Quatrième partie contre
Louis, un tout jeune adolescent, alerte et fougueux. Je me méfie d’autant plus
que je joue à nouveau avec les Noirs. Mes coups d’ouverture — encore une
défense Petroff, variante des trois Cavaliers — ne semblent pas déconcerter mon
coriace adversaire. Il joue vite et précis, assied sa domination au centre, et
consomme moins de temps que moi. Dans la soudaine contre-attaque que je mène
sur l’aide Dame, — ma seule échappatoire pour équilibrer la position —, il
commet une gaffe fatale, m’offrant un réseau de mat et une Tour en un seul
coup. Dépité, mon jeune concurrent abandonne. Petit pincement au cœur. Je
n’aime pas battre un enfant, surtout dans ces conditions.
Cinquième ronde contre
Gabriel, un autre enfant. De l’ange, il a l’allure. Une prestance assez
troublante. Un visage doux et inspiré. Du haut de ses onze ans, il affiche une
détermination sans faille. Dès l’ouverture, il m’aventure dans une variante peu
orthodoxe de la Défense Pirc. Mes pièces blanches parviennent à contrôler le
centre et à garder l’initiative. Mais je concède une bonne trentaine de
secondes dans la réflexion de cet équilibre précaire. Voulant simplifier la
position pour compenser mon zeitnot —
un mot barbare pour signifier « crise
de temps » —, je concède un échange qualitatif qui m’inquiète plus
qu’il ne me soulage. J’aborde une finale avec deux Cavaliers et un Fou. L’ange
Gabriel dispose d’une Tour et d’un Fou pour terroriser mes pions disséminés. Il
déjoue tous les pièges. Il joue de plus en plus vite. Comme s’il gagnait en
assurance face au danger. Dans une finale au rythme effréné, je ne parviens pas
à combler mon retard. Aux échecs comme ailleurs, les secondes perdues ne se
rattrapent pas. Mais il n’y a pas de honte à perdre contre l’ange Gabriel.

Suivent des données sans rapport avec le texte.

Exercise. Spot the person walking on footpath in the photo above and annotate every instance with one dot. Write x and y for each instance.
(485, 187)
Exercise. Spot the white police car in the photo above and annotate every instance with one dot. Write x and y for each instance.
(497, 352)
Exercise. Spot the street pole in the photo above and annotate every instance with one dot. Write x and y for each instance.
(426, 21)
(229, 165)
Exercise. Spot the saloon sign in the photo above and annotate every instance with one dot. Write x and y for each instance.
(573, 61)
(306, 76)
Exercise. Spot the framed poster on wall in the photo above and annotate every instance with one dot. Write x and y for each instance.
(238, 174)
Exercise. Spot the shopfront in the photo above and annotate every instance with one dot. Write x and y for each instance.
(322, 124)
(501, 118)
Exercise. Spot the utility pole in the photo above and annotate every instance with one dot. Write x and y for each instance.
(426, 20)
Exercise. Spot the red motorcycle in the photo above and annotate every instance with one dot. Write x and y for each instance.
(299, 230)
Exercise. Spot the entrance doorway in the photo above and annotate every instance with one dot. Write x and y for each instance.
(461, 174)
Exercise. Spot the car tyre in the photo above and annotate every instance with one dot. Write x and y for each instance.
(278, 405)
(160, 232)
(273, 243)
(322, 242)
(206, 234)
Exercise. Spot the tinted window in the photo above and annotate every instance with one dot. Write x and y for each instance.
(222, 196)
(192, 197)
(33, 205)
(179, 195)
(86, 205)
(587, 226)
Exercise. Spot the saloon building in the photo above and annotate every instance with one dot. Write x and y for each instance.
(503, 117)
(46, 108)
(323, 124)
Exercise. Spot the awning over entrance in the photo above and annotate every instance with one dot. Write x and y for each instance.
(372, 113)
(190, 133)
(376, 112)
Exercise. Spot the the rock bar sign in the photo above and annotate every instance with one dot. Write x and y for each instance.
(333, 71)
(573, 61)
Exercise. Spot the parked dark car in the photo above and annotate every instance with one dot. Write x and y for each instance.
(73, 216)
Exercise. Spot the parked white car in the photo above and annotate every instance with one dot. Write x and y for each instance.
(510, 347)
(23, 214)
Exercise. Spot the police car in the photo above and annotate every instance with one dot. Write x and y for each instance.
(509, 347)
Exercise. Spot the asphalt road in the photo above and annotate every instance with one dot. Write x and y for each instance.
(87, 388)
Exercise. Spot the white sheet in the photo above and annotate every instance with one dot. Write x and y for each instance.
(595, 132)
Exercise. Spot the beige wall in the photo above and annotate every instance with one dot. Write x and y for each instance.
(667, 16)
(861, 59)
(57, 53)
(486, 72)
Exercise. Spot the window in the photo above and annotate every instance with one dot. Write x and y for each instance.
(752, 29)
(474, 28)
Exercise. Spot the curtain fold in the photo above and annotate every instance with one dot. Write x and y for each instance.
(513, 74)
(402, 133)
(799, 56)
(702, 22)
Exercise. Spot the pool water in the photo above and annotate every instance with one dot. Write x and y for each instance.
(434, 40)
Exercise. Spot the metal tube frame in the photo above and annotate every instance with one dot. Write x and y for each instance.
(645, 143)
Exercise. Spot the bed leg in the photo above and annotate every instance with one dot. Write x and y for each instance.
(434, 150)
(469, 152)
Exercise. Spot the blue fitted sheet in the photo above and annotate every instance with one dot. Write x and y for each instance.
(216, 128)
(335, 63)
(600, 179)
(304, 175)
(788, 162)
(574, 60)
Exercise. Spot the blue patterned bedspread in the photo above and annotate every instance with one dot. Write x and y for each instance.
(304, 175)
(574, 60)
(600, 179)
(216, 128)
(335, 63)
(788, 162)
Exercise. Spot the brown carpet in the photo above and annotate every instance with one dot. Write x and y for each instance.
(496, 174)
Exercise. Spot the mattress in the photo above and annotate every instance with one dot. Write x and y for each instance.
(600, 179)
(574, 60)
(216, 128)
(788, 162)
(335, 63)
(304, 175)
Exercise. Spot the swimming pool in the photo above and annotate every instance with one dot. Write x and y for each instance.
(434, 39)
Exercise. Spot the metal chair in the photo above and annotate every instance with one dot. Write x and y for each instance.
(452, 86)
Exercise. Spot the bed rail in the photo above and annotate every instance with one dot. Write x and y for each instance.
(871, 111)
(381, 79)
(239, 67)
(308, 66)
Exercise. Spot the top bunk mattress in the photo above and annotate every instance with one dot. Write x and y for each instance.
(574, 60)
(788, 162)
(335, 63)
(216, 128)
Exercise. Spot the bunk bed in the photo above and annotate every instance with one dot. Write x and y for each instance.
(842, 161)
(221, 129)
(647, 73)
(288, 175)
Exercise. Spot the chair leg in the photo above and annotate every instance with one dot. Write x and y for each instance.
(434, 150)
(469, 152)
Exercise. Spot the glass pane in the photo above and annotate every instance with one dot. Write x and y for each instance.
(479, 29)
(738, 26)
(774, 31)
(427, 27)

Sixième ronde, tel un heureux
répit. Lutte aux accents celtiques face à Yann-Erie, ai-je pensé avant de
commencer la partie. Sait-il que j’ai du sang breton moi aussi ? Mais la
partie n’a que faire des affinités armoricaines. Avec les Noirs, j’ose la
Défense Tchigorine, une réplique à 1-d4 qui me plaît assez par sa souplesse, du
moins dans les douze premiers coups. Comme je connais bien ce schéma
d’ouverture, je gagne de précieuses secondes. Contre mauvaise fortune bon cœur,
la perte d’un pion sur l’aile-Dame ouvre à ma Tour une colonne qui, Cavalier
aidant, vient soutenir mon Pion filant à la promotion. Trop tard lorsque mon
adversaire entrevoit l’issue fatale. Ce point de la victoire chasse aussitôt de
mon esprit la déception que la défaite précédente m’infligea. Ainsi se
bousculent les émotions échiquéennes, au rythme d’une cyclothymie que tout « pousseur de bois » doit
savoir apprivoiser.
Septième et dernière ronde.
Celle de l’espoir déçu face à Ludovic, un vrai joueur de blitz, vif, solide et
alerte. Dans la variante d’échange de la défense espagnole, mon Roi blanc est
quelque peu malmené sur son aile, au côté de pions doublés, aussi inutiles
qu’encombrants. Ce désarroi consomme mon temps de réflexion. Je cède à mon
adversaire plus de vingt secondes. Et « je
tombe »[4],
selon le verdict chronométrique des joueurs d’échecs.
Avec 4 points sur 7, je
termine à la dixième place du tournoi, parmi trente-huit joueurs en lice. Je me
surprends même à devancer Elena Partac, grand maître international moldave. Si
je lis bien la « grille
américaine » décortiquant les résultats de ce tournoi blitz, je suis
censé avoir accompli une « perf’ à
1911 Elo ». Je ne sais pas trop ce que cela signifie, ni même si je
dois m’en féliciter. Parce que la prochaine fois, je devrai faire mieux, au
risque de me maudire…
4 points sur 7, soit 4
victoires et 3 défaites. Soit 4 bons indicateurs d’estime de soi et 3
cicatrices de blessure narcissique. Soit 4 instants d’allégresse et 3 de
tristesse. Aux échecs aussi, tout est question d’humeur : faut-il voir le
verre à moitié plein ou à moitié vide ? Faut-il se réjouir ou s’affliger ?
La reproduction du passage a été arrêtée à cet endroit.